MPI: Glyphosate residue limits stay at 0.1 mg/kg for wheat, barley and oats
Ministry for Primary Industries / New Zealand Food Safety media release (Oct 30 2025). Official announcement that the maximum residue level (MRL) for key cereals remains at 0.1 mg/kg, with new restrictions on permitted use.
Why Roundup® Is More Dangerous Than Glyphosate Alone
Regulators assess glyphosate — but real-world toxicity comes from the full cocktail of additives in Roundup®.
Roundup® Exposed: The Chemical Cocktail Behind Glyphosate’s Mask
Surfactants, solvents and other “inert” ingredients change how glyphosate behaves — and increase risk.
Glyphosate at “Safe” Levels: The Cancer Risk New Zealand Can’t Ignore
Emerging science shows cancer risk even at low-dose exposure — yet NZ relies on outdated assumptions.
Ministers Without Expertise: Who’s Really Guarding Our Health on Glyphosate?
Key decision-makers lack deeper subject-matter knowledge — raising serious questions about oversight.
No One in Good Conscience Can Claim Glyphosate Is Compatible With Human Health
The more we learn — the harder it becomes to justify glyphosate as “safe”.

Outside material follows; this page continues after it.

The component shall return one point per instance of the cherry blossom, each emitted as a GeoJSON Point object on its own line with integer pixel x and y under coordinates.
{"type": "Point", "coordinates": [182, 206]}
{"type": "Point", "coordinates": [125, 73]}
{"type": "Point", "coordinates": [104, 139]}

Toxic Legacy — Stephanie Seneff’s Case Against Glyphosate
A powerful, science-grounded argument linking glyphosate exposure to chronic disease and gut disruption.
Because when you look at the evidence, a pattern emerges: it’s not that the information doesn’t exist — it’s that the public is almost never given the full version. The difference between active ingredient and commercial formulation is not minor — it’s the difference between a scientific paper and a marketing label.